- Agios Dimitrios Location within Greece
- Coordinates: 40°35′10″N 21°3′47″E﻿ / ﻿40.58611°N 21.06306°E
- Country: Greece
- Geographic region: Macedonia
- Administrative region: Western Macedonia
- Regional unit: Kastoria
- Municipality: Kastoria
- Municipal unit: Kastraki
- Community: Ieropigi
- Time zone: UTC+2 (EET)
- • Summer (DST): UTC+3 (EEST)

= Agios Dimitrios, Kastoria =

Agios Dimitrios (Άγιος Δημήτριος, before 1928: Λαμπάνιστα – Lampanista) is an abandoned village in Kastoria Regional Unit, Macedonia, Greece. It is part of the community of Ieropigi.

The 1920 Greek census recorded 253 people in the village. Following the Greek–Turkish population exchange, Greek refugee families in Lampanista were from Pontus (4) in 1926. The 1928 Greek census recorded 228 village inhabitants. In 1928, the refugee families numbered 5 (18 people).

In mid–1941 Agios Dimitrios along with Slavic Macedonian inhabitants from several villages partook in a celebration commemorating the Battle of Lokvata, fought by Bulgarian revolutionaries (Komitadjis) against Ottoman soldiers in 1903.
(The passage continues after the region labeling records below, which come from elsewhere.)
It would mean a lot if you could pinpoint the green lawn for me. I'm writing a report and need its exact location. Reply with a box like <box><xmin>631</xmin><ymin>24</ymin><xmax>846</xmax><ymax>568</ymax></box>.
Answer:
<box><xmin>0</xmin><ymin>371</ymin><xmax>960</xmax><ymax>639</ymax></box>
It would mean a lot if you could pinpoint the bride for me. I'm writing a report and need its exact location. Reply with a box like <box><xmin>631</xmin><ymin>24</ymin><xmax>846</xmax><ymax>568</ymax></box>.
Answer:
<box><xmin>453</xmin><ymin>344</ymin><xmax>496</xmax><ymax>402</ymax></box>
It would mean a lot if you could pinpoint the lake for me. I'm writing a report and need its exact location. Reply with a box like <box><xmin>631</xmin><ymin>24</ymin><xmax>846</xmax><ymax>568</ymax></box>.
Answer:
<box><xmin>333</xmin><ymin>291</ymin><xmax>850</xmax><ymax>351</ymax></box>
In 1945, Greek Foreign Minister Ioannis Politis ordered the compilation of demographic data regarding the Prefecture of Kastoria. The village Agios Dimitrios had a total of 223 inhabitants, and was populated by 210 Slavophones with a Bulgarian national consciousness. The inhabitants spoke the Dolna Koreshcha variant of the Kostur dialect.